Krishna Gummadi - Discrimination in Human vs. Algorithmic Decision Making

14:00
Jeudi
7
Jan
2016
Organisé par : 
L’équipe "Keynotes" du LIG
Intervenant : 
Krishna Gummadi, MPI-SWS

Information détaillée : 

 

Krishna Gummadi is a tenured faculy member and head of the Networked Systems research group at the Max Planck Institute for Software Systems (MPI-SWS) in Germany. He received his Ph.D. degree in Computer Science and Engineering from the University of Washington, Seattle.
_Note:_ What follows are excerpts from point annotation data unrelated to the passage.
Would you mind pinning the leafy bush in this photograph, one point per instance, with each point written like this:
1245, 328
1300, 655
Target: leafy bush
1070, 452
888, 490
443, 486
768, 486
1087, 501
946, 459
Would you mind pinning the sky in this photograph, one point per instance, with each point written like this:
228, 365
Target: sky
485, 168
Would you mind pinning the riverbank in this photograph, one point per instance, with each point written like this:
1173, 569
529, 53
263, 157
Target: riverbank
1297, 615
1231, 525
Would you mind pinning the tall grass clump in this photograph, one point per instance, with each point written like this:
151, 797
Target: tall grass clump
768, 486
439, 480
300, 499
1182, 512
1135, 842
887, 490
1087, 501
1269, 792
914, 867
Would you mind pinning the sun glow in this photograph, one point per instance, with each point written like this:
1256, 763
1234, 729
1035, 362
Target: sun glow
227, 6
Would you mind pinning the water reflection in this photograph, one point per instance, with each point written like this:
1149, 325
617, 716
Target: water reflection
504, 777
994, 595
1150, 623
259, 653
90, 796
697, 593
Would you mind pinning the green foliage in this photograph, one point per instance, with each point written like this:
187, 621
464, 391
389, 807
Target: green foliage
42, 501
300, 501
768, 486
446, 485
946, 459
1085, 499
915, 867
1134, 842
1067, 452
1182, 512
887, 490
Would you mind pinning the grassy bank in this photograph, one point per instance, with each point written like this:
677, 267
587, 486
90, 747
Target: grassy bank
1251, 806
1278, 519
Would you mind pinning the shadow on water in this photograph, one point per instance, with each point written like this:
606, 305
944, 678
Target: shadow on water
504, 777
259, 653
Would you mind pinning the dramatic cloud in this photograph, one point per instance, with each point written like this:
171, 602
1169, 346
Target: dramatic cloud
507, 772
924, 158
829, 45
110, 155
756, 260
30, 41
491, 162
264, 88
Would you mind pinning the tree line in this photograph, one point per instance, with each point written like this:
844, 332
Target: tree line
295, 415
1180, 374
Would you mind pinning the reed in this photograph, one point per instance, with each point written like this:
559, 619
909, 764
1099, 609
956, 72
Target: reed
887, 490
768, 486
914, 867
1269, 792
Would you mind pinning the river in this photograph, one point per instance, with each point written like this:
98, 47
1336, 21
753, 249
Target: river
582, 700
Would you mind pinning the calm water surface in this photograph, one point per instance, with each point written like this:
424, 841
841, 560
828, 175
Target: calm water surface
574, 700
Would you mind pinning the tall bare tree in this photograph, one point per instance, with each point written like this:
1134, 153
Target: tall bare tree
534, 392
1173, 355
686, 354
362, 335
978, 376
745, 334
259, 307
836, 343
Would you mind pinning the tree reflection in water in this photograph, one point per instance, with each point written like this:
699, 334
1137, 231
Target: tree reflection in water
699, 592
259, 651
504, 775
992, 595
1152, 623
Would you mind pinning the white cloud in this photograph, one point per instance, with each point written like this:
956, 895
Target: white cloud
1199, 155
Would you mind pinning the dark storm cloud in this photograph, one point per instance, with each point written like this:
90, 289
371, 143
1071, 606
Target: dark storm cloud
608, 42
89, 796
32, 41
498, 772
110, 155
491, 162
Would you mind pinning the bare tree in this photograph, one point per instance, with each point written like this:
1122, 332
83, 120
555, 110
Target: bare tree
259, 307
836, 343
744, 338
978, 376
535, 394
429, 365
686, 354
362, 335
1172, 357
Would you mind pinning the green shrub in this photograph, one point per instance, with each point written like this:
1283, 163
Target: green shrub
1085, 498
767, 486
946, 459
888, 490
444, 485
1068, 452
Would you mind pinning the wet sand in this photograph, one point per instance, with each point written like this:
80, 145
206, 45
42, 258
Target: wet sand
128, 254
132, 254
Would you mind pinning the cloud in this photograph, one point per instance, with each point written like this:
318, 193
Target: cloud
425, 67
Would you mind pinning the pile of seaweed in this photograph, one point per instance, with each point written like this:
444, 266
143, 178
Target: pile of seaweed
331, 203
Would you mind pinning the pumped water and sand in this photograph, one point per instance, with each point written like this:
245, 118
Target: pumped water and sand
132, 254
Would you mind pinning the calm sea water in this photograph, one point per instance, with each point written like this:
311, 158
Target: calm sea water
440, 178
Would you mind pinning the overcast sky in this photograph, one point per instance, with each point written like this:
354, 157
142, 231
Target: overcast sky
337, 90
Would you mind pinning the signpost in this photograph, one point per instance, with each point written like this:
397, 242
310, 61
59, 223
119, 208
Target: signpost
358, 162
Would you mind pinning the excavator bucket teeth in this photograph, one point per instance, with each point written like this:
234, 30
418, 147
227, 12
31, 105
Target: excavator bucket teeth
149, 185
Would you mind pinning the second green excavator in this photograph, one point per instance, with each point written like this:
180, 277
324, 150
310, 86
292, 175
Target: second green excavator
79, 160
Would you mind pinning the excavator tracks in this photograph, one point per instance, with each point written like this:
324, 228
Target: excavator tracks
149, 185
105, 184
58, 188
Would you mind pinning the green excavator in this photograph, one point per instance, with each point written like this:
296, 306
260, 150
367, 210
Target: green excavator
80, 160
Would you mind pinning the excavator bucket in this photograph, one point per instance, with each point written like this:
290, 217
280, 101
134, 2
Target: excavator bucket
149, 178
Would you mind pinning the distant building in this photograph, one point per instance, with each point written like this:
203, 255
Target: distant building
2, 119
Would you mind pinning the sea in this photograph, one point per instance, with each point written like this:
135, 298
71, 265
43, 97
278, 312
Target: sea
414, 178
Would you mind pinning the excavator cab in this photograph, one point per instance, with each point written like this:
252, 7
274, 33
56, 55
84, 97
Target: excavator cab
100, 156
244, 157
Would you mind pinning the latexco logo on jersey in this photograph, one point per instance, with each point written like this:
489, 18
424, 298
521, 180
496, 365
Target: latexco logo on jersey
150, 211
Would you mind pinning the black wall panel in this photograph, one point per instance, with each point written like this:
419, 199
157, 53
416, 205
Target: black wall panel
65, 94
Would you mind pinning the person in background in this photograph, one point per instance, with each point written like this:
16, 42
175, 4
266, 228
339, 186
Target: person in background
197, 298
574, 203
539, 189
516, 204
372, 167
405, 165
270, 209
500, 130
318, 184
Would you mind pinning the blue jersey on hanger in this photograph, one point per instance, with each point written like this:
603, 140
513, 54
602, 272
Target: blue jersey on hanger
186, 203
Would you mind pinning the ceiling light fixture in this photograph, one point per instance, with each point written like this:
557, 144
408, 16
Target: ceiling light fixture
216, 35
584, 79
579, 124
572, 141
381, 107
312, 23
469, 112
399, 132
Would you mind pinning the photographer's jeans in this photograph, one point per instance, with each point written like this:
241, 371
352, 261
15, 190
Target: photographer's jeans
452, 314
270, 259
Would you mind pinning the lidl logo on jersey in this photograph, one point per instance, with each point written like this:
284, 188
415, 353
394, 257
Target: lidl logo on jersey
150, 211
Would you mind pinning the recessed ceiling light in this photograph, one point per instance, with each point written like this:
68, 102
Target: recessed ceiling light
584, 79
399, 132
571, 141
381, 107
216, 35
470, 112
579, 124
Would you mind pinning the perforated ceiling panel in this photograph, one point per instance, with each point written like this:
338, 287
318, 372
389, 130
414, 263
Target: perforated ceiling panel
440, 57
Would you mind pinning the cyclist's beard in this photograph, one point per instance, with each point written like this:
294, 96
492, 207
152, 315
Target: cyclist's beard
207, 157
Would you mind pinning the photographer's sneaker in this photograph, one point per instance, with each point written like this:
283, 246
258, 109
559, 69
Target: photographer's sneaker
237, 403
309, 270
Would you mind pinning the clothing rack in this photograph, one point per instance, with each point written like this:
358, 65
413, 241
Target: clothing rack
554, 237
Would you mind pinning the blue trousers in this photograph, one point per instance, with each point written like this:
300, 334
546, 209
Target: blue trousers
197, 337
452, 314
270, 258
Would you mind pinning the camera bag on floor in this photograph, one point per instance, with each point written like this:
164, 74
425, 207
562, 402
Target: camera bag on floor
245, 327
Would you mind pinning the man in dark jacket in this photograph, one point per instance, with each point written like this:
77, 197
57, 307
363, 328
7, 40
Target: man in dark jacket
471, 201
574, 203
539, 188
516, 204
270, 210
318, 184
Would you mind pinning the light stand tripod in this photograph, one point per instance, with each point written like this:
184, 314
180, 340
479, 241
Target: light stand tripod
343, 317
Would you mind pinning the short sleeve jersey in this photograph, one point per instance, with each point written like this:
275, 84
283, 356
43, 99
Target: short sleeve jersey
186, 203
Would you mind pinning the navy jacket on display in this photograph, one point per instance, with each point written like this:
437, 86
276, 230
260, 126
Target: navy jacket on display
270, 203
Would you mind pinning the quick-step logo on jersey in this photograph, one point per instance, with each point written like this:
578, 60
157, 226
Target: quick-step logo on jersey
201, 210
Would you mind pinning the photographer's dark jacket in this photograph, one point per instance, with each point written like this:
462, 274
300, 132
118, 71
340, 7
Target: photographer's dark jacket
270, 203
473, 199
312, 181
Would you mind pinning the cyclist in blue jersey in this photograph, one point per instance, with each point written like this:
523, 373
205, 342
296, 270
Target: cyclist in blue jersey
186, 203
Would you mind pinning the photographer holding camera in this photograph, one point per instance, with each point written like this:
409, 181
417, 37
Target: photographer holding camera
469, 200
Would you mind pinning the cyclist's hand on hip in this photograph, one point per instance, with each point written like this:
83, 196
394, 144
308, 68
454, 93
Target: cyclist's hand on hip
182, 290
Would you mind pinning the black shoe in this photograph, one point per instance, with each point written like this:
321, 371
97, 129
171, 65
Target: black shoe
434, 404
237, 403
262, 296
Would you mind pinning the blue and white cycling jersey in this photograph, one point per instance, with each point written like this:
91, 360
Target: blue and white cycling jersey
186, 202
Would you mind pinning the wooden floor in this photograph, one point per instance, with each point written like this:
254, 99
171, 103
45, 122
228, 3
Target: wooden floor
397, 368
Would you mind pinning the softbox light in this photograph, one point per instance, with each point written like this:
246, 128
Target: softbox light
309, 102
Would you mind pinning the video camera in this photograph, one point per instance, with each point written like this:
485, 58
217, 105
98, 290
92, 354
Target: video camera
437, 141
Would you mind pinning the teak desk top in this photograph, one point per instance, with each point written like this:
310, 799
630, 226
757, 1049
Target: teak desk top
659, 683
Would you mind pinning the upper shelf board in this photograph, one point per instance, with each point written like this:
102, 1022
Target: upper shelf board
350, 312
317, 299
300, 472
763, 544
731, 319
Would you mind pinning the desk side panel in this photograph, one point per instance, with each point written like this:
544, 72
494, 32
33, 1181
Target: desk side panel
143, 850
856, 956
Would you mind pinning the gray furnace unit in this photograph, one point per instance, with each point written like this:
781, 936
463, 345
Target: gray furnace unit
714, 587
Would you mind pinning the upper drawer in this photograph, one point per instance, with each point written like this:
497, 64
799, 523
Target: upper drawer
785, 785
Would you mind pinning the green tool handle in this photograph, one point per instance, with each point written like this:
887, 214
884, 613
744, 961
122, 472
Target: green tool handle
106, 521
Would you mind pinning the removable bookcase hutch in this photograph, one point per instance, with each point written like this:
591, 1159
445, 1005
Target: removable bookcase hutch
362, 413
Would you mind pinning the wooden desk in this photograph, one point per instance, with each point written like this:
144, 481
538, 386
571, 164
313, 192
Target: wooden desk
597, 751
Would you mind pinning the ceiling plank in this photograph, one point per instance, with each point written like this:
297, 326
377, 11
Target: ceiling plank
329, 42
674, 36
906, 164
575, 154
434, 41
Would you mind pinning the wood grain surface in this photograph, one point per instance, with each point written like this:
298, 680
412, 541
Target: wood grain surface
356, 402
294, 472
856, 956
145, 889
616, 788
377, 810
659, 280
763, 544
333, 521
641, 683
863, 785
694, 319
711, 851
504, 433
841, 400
Krishna's research interests are in the measurement, analysis, design, and evaluation of complex Internet-scale systems. His current projects focus on understanding and building social computing systems. Specifically, they tackle the challenges associated with  protecting the privacy of users sharing data online, understanding and leveraging word-of-mouth exchanges to spread information virally, and finding relevant and trustworthy sources of information in online crowds.
 
Krishna's work on social computing systems, Internet access networks, and peer-to-peer systems has led to a number of widely cited papers, including award (best) papers at ACM COSN, ACM/Usenix's SOUPS, AAAI's ICWSM, Usenix's OSDI, ACM's SIGCOMM IMC, and SPIE's MMCN conferences. Krishna has also co-chaired AAAI's ICWSM 2016, IW3C2 WWW 2015, ACM COSN 2014, and ACM IMC 2013 conferences.
"Réalisation technique : Antoine Orlandi | Tous droits réservés"
Résumé : 

Algorithmic (data-driven) decision making is increasingly being used to assist or replace human decision making in a variety of domains ranging from banking (rating user credit) and recruiting (ranking applicants) to judiciary (profiling criminals) and journalism (recommending news-stories).  Against this background, in this talk, I will pose and attempt to answer the following high-level questions:

(a) Can algorithmic decision making be discriminatory?
(b) Can algorithmic discrimination be controlled? i.e., can algorithmic decision making be made more fair?
(c) Can algorithmic decisions be used to detect and avoid implicit biases in human decisions?